Similar to the Strangler Fig option in places where functionality is embedded in the services & cannot be re-directed via re-routing messages. This creates a more invasive method of abstraction and involves adapting the code of the original monolith, but this is a less complex option than the parallel run.
This method is implemented via abstracting an interface to the functionality within the monolith, such that initially this is just a pass through to the existing functionality. The difficulty in this pattern is that understanding all the services which use the functionality can often be unknown, which means you are in the position of having to work that out before starting to re-route them to the abstraction.
Once the new implementation is ready the abstraction can start to switch functionality referencing within the abstraction so that it starts to use the new method, and then start to clean up the old service by removing it
The name gives this away, build the new implementation alongside the existing monolith and run the transactions through both systems, comparing the outputs in both until the new implementation can be validated to the point of this being the new source of truth.

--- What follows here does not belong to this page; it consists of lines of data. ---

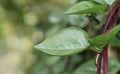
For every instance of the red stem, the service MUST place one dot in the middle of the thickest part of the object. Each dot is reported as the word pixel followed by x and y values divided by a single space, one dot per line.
pixel 98 63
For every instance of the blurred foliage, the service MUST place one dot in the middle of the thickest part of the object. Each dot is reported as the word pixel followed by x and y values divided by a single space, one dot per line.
pixel 24 23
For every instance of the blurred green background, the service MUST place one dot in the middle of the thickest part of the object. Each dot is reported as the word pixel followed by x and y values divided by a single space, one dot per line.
pixel 25 23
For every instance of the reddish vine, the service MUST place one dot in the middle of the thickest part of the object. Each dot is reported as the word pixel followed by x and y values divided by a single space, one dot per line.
pixel 107 26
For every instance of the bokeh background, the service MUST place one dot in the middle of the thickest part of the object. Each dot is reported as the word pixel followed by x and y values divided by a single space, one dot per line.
pixel 25 23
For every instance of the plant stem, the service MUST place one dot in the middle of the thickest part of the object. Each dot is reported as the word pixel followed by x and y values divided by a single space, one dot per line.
pixel 107 26
pixel 105 60
pixel 68 61
pixel 98 63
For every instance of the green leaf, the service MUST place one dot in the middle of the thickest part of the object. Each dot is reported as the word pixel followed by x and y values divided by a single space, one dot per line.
pixel 100 1
pixel 78 20
pixel 66 42
pixel 100 41
pixel 85 7
pixel 115 42
pixel 90 68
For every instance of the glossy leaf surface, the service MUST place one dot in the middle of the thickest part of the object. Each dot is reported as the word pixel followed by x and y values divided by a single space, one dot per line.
pixel 99 42
pixel 85 7
pixel 66 42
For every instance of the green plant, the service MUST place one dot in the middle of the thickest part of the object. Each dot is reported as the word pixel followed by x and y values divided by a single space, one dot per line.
pixel 73 40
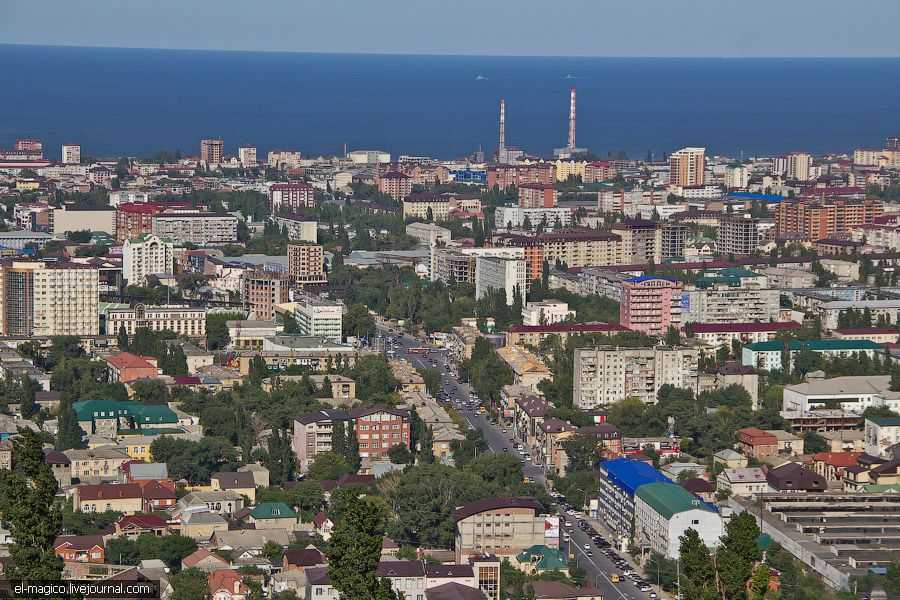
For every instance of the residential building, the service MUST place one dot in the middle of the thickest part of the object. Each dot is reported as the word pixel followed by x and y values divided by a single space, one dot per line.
pixel 687 167
pixel 39 299
pixel 815 219
pixel 395 184
pixel 306 264
pixel 663 512
pixel 651 304
pixel 187 321
pixel 737 234
pixel 291 197
pixel 200 229
pixel 312 435
pixel 605 375
pixel 147 255
pixel 426 206
pixel 502 527
pixel 378 428
pixel 619 480
pixel 546 312
pixel 262 290
pixel 318 317
pixel 508 275
pixel 211 151
pixel 537 195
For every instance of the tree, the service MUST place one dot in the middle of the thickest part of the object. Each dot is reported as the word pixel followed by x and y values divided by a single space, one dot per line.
pixel 355 550
pixel 28 505
pixel 698 577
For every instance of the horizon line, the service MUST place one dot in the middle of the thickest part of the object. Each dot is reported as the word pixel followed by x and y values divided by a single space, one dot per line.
pixel 452 54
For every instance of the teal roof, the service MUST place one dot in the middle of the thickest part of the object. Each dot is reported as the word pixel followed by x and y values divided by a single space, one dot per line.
pixel 141 414
pixel 668 499
pixel 543 558
pixel 272 510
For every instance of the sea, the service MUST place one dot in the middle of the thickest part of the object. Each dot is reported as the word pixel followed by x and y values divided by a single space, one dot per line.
pixel 139 101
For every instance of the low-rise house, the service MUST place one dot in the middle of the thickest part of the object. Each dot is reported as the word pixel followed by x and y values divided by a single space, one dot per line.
pixel 80 548
pixel 743 482
pixel 242 483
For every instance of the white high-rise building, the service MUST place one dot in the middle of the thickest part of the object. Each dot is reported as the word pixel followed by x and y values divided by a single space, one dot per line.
pixel 500 273
pixel 71 154
pixel 319 318
pixel 147 255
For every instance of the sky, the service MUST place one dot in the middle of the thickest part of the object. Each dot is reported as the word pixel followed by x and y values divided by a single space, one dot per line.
pixel 659 28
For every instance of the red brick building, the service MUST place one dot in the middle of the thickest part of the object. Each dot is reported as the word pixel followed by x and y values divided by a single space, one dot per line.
pixel 378 428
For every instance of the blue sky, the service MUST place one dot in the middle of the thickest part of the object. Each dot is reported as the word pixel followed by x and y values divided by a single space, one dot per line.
pixel 717 28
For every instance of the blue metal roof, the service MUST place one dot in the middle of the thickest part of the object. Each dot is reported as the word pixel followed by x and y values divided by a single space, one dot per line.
pixel 629 474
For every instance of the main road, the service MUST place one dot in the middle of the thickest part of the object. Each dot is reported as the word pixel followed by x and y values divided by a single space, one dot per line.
pixel 597 565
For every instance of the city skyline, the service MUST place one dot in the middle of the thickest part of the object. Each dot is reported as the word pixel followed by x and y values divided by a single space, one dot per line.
pixel 826 28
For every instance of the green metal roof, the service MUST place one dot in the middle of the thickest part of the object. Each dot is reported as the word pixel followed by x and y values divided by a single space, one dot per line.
pixel 141 414
pixel 544 558
pixel 668 498
pixel 273 510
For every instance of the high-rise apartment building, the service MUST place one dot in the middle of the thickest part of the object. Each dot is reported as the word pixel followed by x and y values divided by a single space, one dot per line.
pixel 211 151
pixel 737 234
pixel 306 264
pixel 291 197
pixel 650 304
pixel 319 317
pixel 687 167
pixel 607 374
pixel 819 219
pixel 262 290
pixel 71 154
pixel 147 255
pixel 45 299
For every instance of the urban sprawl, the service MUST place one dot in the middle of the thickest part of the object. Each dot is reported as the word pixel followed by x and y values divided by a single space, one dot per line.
pixel 516 377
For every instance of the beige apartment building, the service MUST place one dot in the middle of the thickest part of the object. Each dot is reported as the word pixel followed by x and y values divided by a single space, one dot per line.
pixel 306 263
pixel 607 374
pixel 45 299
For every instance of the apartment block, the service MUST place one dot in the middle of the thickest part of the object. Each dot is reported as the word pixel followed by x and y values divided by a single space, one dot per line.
pixel 147 255
pixel 306 264
pixel 607 374
pixel 650 304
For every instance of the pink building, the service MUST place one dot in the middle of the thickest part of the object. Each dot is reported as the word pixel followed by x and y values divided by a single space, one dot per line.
pixel 650 304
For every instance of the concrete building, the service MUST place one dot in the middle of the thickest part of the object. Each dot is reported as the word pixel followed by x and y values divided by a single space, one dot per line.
pixel 211 151
pixel 501 527
pixel 650 304
pixel 187 321
pixel 39 299
pixel 607 374
pixel 687 167
pixel 200 229
pixel 306 264
pixel 663 512
pixel 737 234
pixel 500 273
pixel 262 290
pixel 71 154
pixel 291 197
pixel 537 195
pixel 319 317
pixel 546 312
pixel 147 255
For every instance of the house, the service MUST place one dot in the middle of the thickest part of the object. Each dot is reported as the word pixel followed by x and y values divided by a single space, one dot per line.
pixel 792 477
pixel 226 584
pixel 80 548
pixel 273 515
pixel 134 526
pixel 748 481
pixel 324 526
pixel 204 560
pixel 242 483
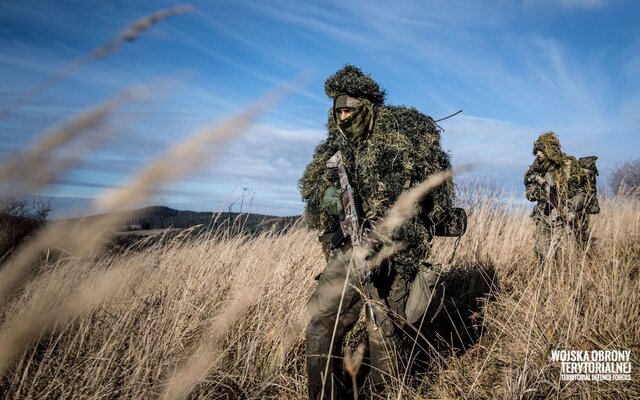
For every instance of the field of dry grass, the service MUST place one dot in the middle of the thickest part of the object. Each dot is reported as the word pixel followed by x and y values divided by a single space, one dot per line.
pixel 223 316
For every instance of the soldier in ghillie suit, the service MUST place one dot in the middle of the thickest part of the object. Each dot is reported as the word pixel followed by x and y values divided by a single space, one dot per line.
pixel 556 181
pixel 386 150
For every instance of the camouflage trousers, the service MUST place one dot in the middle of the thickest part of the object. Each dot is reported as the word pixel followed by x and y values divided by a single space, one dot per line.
pixel 389 293
pixel 550 231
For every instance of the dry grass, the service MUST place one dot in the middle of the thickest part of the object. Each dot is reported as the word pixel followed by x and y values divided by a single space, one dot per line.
pixel 223 317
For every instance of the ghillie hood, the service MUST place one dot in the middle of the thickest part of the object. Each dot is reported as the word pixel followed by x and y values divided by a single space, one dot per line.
pixel 352 81
pixel 549 144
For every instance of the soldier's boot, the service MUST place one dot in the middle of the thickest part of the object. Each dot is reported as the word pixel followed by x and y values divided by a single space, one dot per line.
pixel 383 346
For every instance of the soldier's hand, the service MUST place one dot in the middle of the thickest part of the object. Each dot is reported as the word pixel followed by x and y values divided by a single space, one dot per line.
pixel 332 201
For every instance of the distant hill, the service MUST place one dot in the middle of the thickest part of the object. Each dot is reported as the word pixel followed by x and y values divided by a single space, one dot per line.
pixel 161 217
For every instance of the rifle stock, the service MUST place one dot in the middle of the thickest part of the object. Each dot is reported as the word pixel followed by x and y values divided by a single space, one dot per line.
pixel 352 228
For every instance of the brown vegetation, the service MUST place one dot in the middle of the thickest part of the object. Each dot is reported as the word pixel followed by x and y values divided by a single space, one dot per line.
pixel 224 317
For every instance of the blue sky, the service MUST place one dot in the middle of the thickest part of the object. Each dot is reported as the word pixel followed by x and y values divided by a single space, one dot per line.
pixel 517 68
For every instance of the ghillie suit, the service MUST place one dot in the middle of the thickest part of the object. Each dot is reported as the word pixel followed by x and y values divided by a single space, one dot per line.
pixel 386 150
pixel 559 186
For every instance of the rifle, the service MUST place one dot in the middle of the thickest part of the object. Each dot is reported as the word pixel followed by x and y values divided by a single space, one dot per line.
pixel 352 228
pixel 553 199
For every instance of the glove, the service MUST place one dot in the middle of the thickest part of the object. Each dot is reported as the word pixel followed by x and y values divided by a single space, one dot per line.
pixel 332 201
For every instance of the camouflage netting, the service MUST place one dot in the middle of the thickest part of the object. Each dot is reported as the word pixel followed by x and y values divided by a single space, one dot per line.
pixel 569 175
pixel 549 144
pixel 402 151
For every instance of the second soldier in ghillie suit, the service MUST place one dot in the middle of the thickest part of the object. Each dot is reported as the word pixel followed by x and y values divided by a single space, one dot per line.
pixel 557 183
pixel 386 150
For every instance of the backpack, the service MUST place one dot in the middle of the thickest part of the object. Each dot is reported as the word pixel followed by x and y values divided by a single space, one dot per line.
pixel 588 165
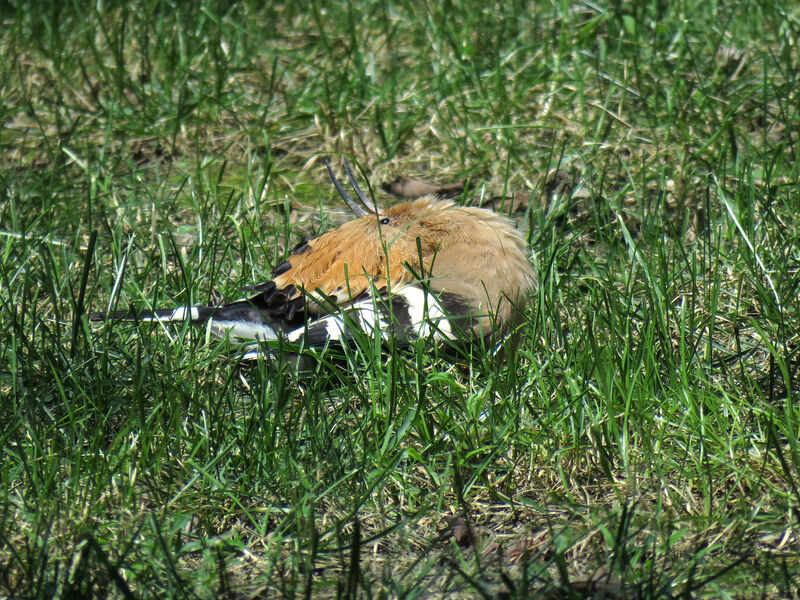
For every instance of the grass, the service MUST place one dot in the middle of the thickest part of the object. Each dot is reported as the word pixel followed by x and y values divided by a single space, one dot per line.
pixel 642 442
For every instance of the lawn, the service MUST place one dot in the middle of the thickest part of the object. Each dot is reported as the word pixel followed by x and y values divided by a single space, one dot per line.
pixel 643 440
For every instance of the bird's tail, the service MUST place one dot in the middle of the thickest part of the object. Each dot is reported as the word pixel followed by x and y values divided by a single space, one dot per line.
pixel 238 320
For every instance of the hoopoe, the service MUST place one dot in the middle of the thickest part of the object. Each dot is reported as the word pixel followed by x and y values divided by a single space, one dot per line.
pixel 425 268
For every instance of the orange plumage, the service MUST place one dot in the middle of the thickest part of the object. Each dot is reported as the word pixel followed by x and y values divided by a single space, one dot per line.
pixel 417 269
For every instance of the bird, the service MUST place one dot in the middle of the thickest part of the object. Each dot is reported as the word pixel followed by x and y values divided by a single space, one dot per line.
pixel 425 269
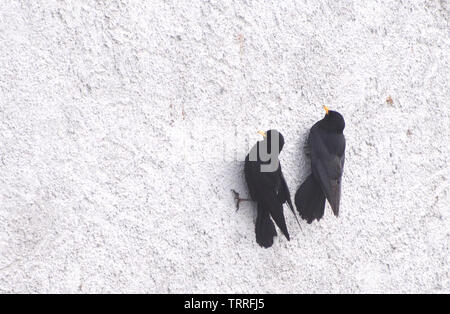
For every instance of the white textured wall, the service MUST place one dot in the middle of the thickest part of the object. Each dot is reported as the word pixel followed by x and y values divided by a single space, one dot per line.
pixel 121 123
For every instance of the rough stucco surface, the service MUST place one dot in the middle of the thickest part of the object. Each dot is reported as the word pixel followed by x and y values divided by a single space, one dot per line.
pixel 123 125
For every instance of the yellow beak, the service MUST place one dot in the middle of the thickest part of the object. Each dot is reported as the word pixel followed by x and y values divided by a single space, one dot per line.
pixel 262 133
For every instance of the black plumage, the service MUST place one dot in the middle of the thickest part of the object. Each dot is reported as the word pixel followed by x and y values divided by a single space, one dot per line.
pixel 267 187
pixel 326 146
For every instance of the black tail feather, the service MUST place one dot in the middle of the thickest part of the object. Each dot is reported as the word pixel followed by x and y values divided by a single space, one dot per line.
pixel 310 200
pixel 264 228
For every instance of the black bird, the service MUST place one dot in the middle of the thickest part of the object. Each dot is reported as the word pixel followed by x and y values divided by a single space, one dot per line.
pixel 267 187
pixel 326 146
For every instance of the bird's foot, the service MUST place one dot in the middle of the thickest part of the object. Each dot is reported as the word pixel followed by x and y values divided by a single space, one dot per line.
pixel 238 199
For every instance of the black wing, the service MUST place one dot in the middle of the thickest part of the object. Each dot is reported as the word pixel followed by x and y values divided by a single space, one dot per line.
pixel 263 188
pixel 284 195
pixel 327 160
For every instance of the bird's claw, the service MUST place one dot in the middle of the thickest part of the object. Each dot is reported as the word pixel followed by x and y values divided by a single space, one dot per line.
pixel 237 198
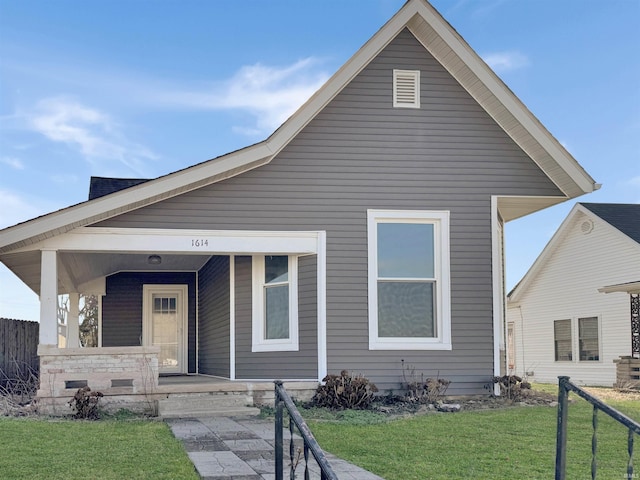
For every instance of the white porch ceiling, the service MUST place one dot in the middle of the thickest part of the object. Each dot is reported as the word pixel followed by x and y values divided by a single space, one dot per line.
pixel 79 268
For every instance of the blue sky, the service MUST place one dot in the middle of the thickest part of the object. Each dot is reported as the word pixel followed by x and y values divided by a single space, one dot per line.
pixel 141 88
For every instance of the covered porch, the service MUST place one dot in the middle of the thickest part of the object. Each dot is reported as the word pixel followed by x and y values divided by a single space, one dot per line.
pixel 177 314
pixel 628 366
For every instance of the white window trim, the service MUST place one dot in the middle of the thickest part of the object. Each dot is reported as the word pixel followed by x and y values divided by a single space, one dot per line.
pixel 575 340
pixel 414 76
pixel 259 343
pixel 576 326
pixel 440 221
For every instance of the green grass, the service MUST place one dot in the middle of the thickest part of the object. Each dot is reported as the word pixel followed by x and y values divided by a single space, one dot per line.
pixel 107 449
pixel 507 443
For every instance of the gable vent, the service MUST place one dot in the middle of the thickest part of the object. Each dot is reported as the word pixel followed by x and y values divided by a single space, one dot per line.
pixel 406 88
pixel 586 227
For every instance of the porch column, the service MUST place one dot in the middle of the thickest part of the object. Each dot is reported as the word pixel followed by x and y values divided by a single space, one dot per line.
pixel 49 298
pixel 73 319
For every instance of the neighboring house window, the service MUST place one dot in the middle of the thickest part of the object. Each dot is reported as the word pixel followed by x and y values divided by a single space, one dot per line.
pixel 409 298
pixel 562 340
pixel 588 339
pixel 275 303
pixel 406 88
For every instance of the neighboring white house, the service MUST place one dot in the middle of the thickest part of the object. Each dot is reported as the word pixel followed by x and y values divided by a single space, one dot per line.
pixel 560 321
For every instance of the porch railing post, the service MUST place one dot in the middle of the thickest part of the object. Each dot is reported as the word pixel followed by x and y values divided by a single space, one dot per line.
pixel 279 424
pixel 561 438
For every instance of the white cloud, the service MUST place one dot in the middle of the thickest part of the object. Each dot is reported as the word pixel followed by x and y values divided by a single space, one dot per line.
pixel 12 162
pixel 16 209
pixel 65 178
pixel 269 94
pixel 90 132
pixel 506 61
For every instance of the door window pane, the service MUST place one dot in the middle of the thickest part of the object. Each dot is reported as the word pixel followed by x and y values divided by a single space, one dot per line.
pixel 276 312
pixel 165 329
pixel 276 269
pixel 562 340
pixel 588 339
pixel 406 309
pixel 405 250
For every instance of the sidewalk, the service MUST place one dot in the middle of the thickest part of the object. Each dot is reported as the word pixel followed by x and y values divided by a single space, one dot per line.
pixel 224 448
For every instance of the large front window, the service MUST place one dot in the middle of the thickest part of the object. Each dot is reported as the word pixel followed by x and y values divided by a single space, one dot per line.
pixel 409 280
pixel 275 323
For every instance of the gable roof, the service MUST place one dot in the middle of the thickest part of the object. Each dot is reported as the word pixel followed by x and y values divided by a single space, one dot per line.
pixel 623 217
pixel 101 186
pixel 440 39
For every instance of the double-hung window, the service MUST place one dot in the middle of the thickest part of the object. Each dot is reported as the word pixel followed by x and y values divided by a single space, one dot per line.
pixel 588 339
pixel 275 303
pixel 585 330
pixel 409 297
pixel 563 344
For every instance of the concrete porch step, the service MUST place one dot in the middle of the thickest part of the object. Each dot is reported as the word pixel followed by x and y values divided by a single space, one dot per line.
pixel 222 404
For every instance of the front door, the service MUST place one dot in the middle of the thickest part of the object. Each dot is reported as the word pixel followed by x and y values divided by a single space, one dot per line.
pixel 165 325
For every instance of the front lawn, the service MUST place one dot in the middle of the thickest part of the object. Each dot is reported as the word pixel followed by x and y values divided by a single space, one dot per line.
pixel 517 442
pixel 109 449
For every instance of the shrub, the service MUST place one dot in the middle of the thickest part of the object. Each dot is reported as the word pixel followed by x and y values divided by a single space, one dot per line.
pixel 344 391
pixel 423 390
pixel 85 402
pixel 513 387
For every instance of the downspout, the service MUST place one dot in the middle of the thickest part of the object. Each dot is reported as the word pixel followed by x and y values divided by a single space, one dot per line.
pixel 197 322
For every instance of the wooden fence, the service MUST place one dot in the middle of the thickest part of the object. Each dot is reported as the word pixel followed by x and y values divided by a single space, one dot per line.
pixel 18 348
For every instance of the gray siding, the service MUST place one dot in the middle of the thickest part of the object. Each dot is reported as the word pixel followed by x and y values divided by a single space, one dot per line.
pixel 302 364
pixel 361 153
pixel 213 317
pixel 122 308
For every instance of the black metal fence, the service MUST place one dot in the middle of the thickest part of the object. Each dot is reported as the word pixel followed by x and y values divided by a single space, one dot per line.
pixel 564 387
pixel 18 349
pixel 296 455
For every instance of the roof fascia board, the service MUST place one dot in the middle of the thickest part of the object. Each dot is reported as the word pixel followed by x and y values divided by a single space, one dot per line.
pixel 504 95
pixel 172 241
pixel 144 194
pixel 556 239
pixel 619 232
pixel 342 77
pixel 629 288
pixel 546 253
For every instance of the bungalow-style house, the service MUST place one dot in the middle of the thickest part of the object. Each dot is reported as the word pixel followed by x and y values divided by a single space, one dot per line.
pixel 364 234
pixel 575 312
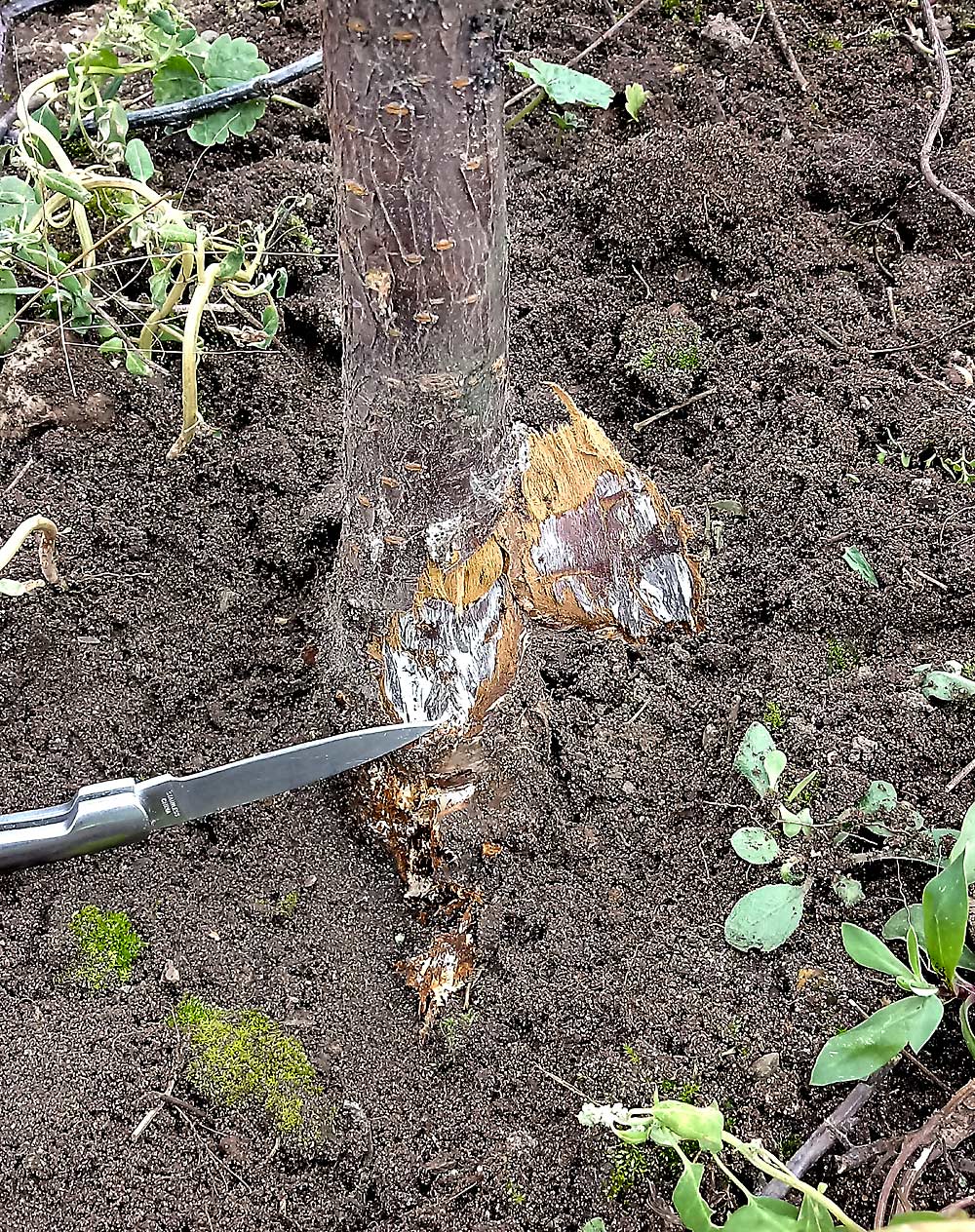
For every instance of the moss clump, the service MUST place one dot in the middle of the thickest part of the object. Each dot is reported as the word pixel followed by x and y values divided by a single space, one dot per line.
pixel 108 946
pixel 663 350
pixel 243 1059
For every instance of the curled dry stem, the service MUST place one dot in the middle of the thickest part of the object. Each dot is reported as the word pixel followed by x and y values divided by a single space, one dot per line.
pixel 48 532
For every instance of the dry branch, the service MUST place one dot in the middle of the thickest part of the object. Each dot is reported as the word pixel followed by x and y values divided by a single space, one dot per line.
pixel 945 73
pixel 787 51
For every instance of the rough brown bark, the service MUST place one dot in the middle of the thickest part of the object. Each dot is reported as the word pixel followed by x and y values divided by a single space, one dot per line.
pixel 414 100
pixel 460 527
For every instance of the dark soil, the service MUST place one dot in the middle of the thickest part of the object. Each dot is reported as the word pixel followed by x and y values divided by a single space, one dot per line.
pixel 191 629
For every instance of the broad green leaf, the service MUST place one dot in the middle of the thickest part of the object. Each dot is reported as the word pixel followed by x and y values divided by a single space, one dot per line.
pixel 636 98
pixel 862 1051
pixel 869 951
pixel 909 919
pixel 755 844
pixel 270 321
pixel 139 160
pixel 968 1035
pixel 764 918
pixel 946 909
pixel 814 1216
pixel 236 121
pixel 881 797
pixel 858 562
pixel 848 890
pixel 176 79
pixel 232 60
pixel 694 1213
pixel 565 85
pixel 9 327
pixel 763 1214
pixel 948 686
pixel 688 1121
pixel 759 760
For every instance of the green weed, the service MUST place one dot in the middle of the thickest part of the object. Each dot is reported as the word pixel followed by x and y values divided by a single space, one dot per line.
pixel 629 1163
pixel 108 945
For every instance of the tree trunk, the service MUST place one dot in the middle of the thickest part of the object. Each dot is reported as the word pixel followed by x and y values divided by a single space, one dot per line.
pixel 414 100
pixel 460 527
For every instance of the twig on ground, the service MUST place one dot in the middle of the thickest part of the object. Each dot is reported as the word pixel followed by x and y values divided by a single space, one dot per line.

Pattern for tracking actions being taken through database calls (triggers or logs), and passing those messages in as the API calls to the new service. This is quite an event driven approach but can add a lot of complexity, such that building and maintaining this can add as much work as other implementations.
This concept seems to be a invocation of the CQRS pattern, where reads and writes would be written to one database, ideally via the owning service, which then has a separate external database which keeps an eventually consistent view of the internal database to expose to outside services in a read only manner.
This level of encapsulation of the internal database prevents coupling to the internal database and reduces read/write contention between them (however this may not reduce compute contention if the “external database” is built as a separate schema on the same database).